The Tale Of The Princess Kaguya
Time Out says
This is the anime swansong of Studio Ghibli co-founder Isao Takahata, who has never acquired the international renown enjoyed by his more prolific partner, Hayao Miyazaki. ‘The Tale of the Princess Kaguya’ probably won’t change that. It’s a delicate, muted film, steeped in Japanese folklore and a tad too odd for the mainstream.

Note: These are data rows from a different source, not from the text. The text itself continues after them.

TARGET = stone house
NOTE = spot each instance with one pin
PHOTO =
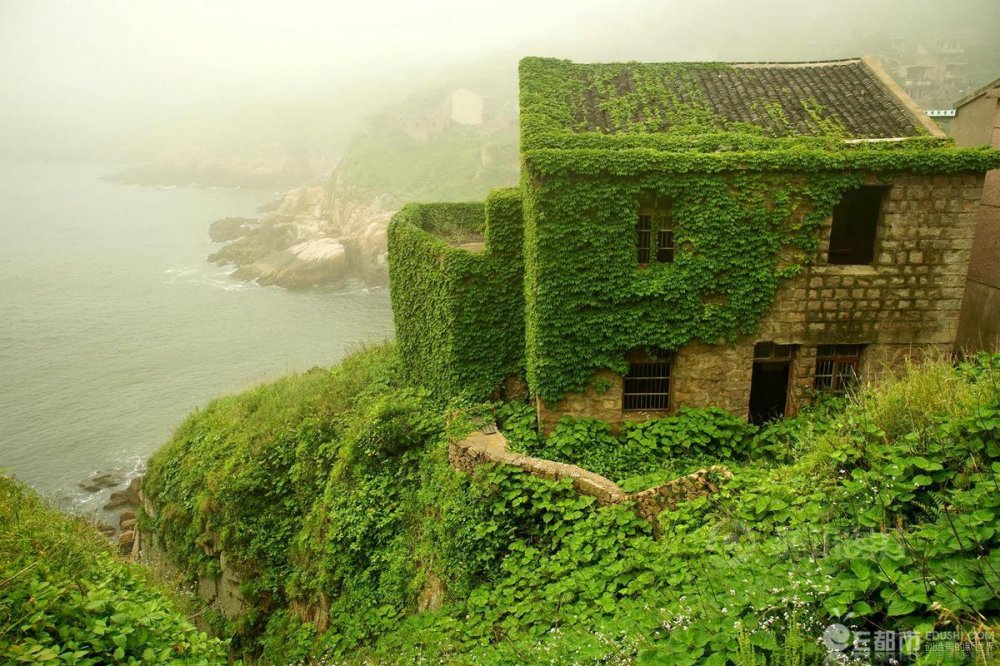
(977, 122)
(690, 235)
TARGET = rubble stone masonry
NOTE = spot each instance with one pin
(905, 304)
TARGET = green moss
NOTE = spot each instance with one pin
(66, 598)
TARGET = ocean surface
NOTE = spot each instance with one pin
(114, 327)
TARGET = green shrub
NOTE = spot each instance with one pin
(66, 599)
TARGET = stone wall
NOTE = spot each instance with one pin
(220, 590)
(978, 123)
(906, 303)
(481, 448)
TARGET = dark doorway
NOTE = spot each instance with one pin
(769, 383)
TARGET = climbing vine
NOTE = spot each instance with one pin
(747, 203)
(458, 313)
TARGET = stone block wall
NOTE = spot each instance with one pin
(480, 448)
(906, 303)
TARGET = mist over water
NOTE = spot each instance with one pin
(113, 325)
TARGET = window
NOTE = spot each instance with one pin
(772, 366)
(855, 219)
(654, 236)
(644, 234)
(647, 385)
(665, 246)
(837, 367)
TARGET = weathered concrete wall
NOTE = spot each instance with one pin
(979, 328)
(973, 122)
(907, 302)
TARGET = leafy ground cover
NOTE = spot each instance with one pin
(65, 598)
(333, 489)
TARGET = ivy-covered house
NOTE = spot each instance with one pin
(693, 234)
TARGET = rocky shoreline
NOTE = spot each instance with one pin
(307, 239)
(122, 507)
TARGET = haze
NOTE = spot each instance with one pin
(123, 80)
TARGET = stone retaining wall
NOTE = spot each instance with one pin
(479, 447)
(221, 590)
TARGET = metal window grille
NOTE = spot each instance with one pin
(647, 386)
(837, 367)
(665, 245)
(644, 238)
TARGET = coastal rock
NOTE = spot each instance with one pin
(117, 500)
(132, 496)
(125, 542)
(98, 481)
(308, 263)
(231, 228)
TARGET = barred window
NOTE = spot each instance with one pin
(647, 385)
(654, 236)
(837, 367)
(644, 237)
(665, 246)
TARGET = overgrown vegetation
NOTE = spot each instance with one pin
(65, 598)
(333, 492)
(746, 202)
(459, 314)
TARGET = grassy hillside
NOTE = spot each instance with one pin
(65, 598)
(334, 488)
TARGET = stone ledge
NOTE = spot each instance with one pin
(479, 447)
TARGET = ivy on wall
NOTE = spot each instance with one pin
(747, 208)
(459, 315)
(747, 203)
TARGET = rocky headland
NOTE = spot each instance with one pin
(454, 144)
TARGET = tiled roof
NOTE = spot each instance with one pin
(785, 99)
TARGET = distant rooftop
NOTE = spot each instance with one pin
(853, 98)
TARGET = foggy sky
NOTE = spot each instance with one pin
(98, 78)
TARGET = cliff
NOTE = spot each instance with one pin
(66, 598)
(346, 515)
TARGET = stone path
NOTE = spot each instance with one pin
(489, 446)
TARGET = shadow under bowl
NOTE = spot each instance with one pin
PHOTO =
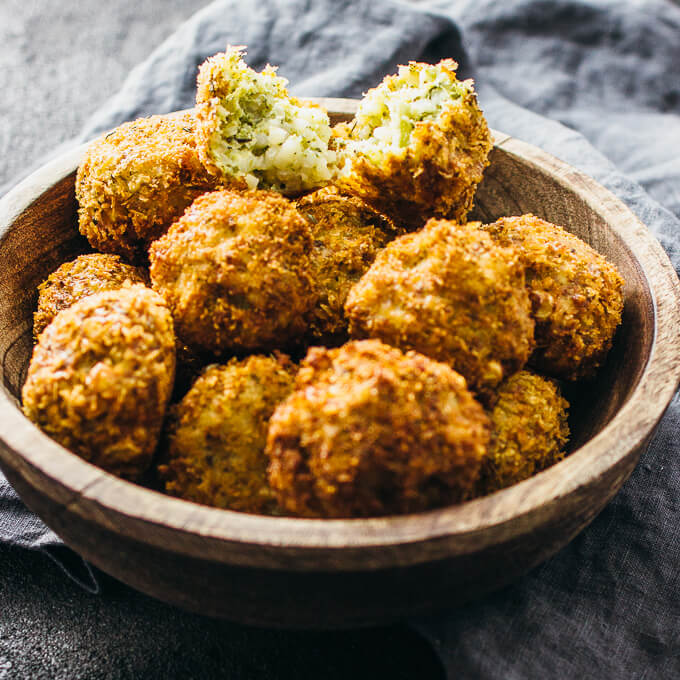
(338, 573)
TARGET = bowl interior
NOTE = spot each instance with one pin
(45, 234)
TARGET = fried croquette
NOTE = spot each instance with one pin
(529, 431)
(576, 295)
(347, 235)
(417, 146)
(373, 431)
(134, 182)
(216, 455)
(254, 135)
(101, 375)
(451, 293)
(234, 271)
(74, 280)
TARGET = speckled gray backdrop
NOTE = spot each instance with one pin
(59, 61)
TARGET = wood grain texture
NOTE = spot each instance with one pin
(332, 573)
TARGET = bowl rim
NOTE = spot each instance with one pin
(258, 541)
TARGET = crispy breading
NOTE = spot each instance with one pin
(234, 271)
(451, 293)
(216, 454)
(347, 235)
(529, 431)
(101, 375)
(576, 295)
(135, 181)
(373, 431)
(440, 158)
(74, 280)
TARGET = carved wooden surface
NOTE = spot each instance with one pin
(326, 573)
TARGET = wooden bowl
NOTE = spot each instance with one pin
(335, 573)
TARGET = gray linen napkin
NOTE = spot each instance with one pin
(594, 83)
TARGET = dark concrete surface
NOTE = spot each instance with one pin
(58, 62)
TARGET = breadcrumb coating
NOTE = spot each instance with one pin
(576, 295)
(135, 181)
(418, 145)
(74, 280)
(372, 431)
(101, 376)
(234, 271)
(451, 293)
(529, 431)
(216, 454)
(347, 235)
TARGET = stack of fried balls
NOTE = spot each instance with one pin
(289, 318)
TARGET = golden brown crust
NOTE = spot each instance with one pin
(234, 272)
(451, 293)
(576, 295)
(435, 176)
(216, 454)
(134, 182)
(529, 431)
(347, 235)
(100, 378)
(372, 431)
(74, 280)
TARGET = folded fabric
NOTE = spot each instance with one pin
(594, 83)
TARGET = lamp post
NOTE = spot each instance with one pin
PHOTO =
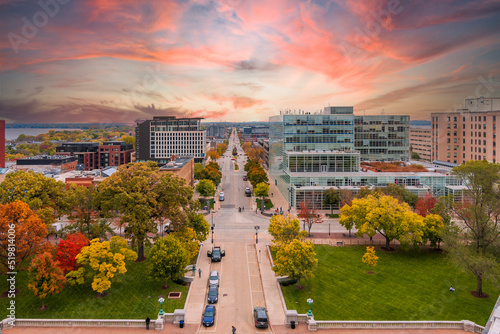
(161, 300)
(309, 301)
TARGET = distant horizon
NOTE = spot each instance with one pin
(99, 61)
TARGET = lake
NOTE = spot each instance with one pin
(13, 133)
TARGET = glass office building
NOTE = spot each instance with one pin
(309, 153)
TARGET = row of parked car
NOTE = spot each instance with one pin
(259, 313)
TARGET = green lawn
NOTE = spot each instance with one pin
(405, 286)
(132, 296)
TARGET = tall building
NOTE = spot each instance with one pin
(467, 134)
(165, 136)
(309, 153)
(421, 142)
(2, 143)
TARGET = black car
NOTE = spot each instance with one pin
(213, 295)
(260, 317)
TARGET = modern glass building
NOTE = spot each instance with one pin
(309, 153)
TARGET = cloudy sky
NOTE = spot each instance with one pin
(242, 60)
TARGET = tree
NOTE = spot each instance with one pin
(262, 190)
(309, 215)
(284, 230)
(174, 200)
(188, 238)
(386, 216)
(425, 204)
(23, 236)
(100, 261)
(206, 188)
(198, 171)
(370, 259)
(167, 259)
(474, 244)
(44, 195)
(68, 249)
(297, 260)
(331, 197)
(131, 193)
(433, 229)
(84, 209)
(45, 277)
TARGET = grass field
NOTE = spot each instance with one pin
(405, 286)
(132, 296)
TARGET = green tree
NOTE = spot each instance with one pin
(475, 243)
(262, 190)
(386, 216)
(331, 197)
(167, 259)
(297, 260)
(44, 195)
(198, 171)
(46, 278)
(205, 188)
(284, 230)
(131, 192)
(100, 261)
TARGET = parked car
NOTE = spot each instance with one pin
(260, 317)
(213, 294)
(214, 278)
(209, 316)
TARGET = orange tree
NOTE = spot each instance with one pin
(23, 233)
(46, 278)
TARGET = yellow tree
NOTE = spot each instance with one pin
(46, 278)
(284, 230)
(370, 258)
(297, 260)
(100, 261)
(386, 216)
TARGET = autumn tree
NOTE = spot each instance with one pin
(297, 260)
(370, 259)
(23, 234)
(386, 216)
(425, 204)
(167, 259)
(100, 262)
(285, 229)
(309, 215)
(473, 245)
(68, 249)
(46, 278)
(331, 197)
(206, 188)
(44, 195)
(131, 193)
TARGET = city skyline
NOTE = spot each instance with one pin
(241, 60)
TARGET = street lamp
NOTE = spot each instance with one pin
(161, 300)
(309, 301)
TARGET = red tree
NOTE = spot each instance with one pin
(425, 204)
(68, 249)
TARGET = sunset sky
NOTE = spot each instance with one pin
(242, 60)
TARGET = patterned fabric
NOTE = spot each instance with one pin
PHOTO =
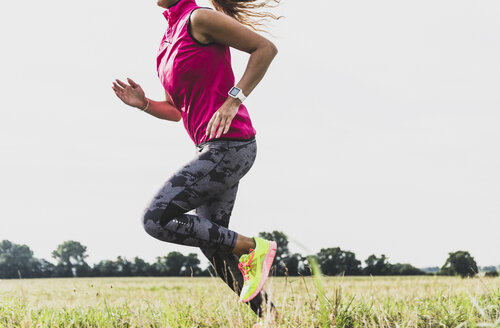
(208, 184)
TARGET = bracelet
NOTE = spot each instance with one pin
(147, 106)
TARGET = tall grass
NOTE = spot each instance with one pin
(206, 302)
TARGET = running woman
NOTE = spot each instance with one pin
(194, 67)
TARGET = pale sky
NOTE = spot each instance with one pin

It’s based on an age-old tale of a Thumbelina-like mythical human who is raised by peasants, blossoms into a beautiful princess and moves to the imperial court. Despite this mythological source material, the film doesn’t do zany magical creatures and bravura fantasy set pieces of the kind seen in Miyazaki’s ‘Spirited Away’. Instead, it plays out as a wistful, slow-burning romance, underscored with a streak of social satire and animated in exquisitely subtle pastels and watercolours. Drama only erupts in a midway dream scene, which ranks among the most startling sequences in the Ghibli catalogue. Takahata stays faithful to the idiosyncrasies of the folk tale, and the story’s longueurs may alienate kids.
Notwithstanding the fairytale set-up, this is not exactly a children’s film. ‘Kaguya’ demands patience and open-mindedness. In return, it offers an achingly nostalgic meditation on what it means to love, age and depart from this world with dignity. A fitting farewell.